How to Communicate Without Fighting

Titus 3:2 says to "avoid fighting."  This refers to physical fights and verbal fights, such as arguing and quarreling.  Easier said than done.  How do we talk about sensitive matters in marriage without it escalating into a fight?

The answer is not to avoid talking about sensitive issues.  For the marriage to flourish, you must go through the tunnel of conflict.  Conflict does not have to escalate into a fight.  A conflict is simply the existence in a relationship of a disagreement, frustration, or hurt feelings.  If conflict is not dealt with then you will gradually fall out of love and eventually grow to despise one another.  If you don’t verbalize and work through your unmet needs, frustrations, and hurt feelings, the marriage will fall apart.

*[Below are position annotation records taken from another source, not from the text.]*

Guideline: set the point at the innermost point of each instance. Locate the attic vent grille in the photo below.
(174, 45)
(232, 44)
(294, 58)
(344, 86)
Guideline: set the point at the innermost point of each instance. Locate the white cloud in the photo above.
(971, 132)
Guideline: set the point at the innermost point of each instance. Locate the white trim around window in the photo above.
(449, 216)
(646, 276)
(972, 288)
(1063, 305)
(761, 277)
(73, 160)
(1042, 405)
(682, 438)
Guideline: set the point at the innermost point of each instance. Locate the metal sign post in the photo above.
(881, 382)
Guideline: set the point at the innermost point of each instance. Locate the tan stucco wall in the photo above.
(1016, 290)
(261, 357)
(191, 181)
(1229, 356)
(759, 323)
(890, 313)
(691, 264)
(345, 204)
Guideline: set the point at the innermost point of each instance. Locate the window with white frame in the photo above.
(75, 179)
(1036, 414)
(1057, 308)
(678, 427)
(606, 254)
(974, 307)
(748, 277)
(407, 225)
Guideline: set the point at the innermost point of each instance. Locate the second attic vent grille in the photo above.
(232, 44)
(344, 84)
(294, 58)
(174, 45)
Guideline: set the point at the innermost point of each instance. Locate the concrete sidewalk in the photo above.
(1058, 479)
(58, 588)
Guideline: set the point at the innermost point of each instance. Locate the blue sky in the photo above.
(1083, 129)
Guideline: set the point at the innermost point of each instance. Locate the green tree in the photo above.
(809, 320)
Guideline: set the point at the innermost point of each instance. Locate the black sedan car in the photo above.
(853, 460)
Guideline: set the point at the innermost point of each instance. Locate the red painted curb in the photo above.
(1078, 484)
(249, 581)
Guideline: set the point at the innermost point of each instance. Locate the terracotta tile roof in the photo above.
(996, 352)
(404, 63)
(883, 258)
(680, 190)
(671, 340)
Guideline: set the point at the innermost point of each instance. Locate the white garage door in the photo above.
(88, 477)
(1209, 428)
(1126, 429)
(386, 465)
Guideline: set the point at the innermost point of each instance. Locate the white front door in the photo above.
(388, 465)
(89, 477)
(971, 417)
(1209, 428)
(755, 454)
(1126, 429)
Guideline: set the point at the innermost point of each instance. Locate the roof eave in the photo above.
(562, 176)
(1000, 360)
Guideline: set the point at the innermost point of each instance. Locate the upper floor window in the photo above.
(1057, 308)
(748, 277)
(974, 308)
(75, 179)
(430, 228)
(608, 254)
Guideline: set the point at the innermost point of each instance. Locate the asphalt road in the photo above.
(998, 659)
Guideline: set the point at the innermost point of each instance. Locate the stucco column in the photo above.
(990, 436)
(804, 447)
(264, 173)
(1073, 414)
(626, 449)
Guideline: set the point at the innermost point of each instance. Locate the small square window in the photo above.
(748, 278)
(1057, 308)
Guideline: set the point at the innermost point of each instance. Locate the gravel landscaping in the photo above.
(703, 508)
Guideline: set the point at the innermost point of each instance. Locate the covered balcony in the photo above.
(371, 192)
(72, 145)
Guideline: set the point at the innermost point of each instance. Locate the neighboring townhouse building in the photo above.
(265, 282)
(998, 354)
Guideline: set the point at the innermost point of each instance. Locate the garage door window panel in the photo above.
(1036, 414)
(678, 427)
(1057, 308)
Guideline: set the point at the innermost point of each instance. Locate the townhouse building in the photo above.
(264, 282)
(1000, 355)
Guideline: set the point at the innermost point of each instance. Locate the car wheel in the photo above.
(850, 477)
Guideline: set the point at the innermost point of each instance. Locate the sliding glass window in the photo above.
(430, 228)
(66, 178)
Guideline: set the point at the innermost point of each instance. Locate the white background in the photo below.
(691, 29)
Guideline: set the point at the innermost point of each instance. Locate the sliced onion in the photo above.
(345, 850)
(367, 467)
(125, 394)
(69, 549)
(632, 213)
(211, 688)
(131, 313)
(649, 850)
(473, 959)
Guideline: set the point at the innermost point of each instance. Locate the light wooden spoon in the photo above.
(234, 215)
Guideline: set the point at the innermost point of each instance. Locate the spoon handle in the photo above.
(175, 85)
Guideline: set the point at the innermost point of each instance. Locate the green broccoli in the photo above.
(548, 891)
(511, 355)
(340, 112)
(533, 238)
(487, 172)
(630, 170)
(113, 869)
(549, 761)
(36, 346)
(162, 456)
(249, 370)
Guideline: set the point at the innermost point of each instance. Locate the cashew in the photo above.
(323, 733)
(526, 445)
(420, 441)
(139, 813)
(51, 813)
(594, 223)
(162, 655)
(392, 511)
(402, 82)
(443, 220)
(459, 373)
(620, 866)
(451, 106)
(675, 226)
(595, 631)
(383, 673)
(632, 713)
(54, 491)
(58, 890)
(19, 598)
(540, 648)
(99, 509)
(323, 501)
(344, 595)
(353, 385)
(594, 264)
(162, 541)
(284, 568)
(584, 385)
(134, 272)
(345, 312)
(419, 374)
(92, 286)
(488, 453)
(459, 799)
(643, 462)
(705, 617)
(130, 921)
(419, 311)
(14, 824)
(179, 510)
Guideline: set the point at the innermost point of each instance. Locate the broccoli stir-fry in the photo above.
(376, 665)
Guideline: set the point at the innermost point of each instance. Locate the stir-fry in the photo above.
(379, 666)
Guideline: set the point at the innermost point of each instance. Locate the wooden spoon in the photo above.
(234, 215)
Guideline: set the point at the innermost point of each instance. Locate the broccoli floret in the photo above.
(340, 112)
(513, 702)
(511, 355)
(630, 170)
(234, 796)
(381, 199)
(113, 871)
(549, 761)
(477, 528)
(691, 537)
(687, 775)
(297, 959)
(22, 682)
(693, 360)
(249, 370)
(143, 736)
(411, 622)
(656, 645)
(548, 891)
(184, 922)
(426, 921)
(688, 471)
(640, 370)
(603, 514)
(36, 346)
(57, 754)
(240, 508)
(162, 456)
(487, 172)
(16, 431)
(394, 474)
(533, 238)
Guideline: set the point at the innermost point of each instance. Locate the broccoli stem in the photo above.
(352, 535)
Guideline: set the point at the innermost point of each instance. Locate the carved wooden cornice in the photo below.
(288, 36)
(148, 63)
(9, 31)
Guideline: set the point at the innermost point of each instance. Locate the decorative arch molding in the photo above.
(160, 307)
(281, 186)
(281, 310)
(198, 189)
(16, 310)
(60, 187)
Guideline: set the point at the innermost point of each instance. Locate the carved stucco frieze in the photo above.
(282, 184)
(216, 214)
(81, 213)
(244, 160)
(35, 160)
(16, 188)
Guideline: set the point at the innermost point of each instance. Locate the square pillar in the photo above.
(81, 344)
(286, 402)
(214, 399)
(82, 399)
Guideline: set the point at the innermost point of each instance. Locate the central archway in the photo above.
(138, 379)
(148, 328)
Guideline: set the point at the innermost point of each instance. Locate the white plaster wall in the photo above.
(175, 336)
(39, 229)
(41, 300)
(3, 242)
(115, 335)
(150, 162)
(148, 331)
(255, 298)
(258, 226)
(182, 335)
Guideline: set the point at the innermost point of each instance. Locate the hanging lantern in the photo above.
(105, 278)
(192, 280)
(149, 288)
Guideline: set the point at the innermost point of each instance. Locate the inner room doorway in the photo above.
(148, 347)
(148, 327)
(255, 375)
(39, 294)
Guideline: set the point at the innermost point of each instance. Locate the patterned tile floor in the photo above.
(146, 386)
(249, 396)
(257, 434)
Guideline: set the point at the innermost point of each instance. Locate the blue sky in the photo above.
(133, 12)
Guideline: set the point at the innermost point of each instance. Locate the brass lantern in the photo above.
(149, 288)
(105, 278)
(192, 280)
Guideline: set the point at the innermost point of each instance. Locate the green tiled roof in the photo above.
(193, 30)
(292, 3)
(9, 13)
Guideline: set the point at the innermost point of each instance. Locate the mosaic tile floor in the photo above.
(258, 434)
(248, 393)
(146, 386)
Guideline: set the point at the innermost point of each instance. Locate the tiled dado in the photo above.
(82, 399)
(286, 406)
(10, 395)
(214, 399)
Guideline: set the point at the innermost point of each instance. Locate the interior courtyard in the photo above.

So again, how do we talk about sensitive matters in marriage without getting in to a fight?  The following six communication principles are the answer.

First, don’t cut each other off.  Let the other person talk.  A person who cuts people off is called a steamroller.  Don’t do that.

Second, don’t insult one another.  Avoid saying anything that might hurt your spouse’s feelings or offend them.

Third, don’t raise your voice.  Carefully monitor your volume.  If you notice that you or the other person is getting louder, stop talking and listen for a while.  If you lose your temper and yell and scream at your spouse, you are training them to avoid all conflict with you in the future.  Rather than revealing their true feelings, they will go into hiding to avoid your wrath.  This will eventually destroy the marriage as your spouse will gradually fall out of love with you, and you won’t even know it and be able to address it.

Fourth, don’t assume motives.  Don’t act like you know why your spouse did or did not do something.  You don’t know their heart; you can’t read their mind.  Assuming motives will only anger your spouse.

Fifth, avoid absolutes.  Avoid saying, “You always leave your clothes on the floor,” or “You never get home on time,” or “I always do more work than you.”  Statements like these are not true and are offensive because they make your spouse sound worse than they are.

Sixth, avoid offensive body language.  Avoid rolling your eyes, making mean faces, chuckling at your spouse's words, and not looking at your spouse when they speak.  These behaviors communicate disrespect and contempt for your spouse and are highly provocative.

These communication principles work, but they take time to learn.  Be prepared to fail at first, but don’t give up.  Keep practicing, and it will pay off.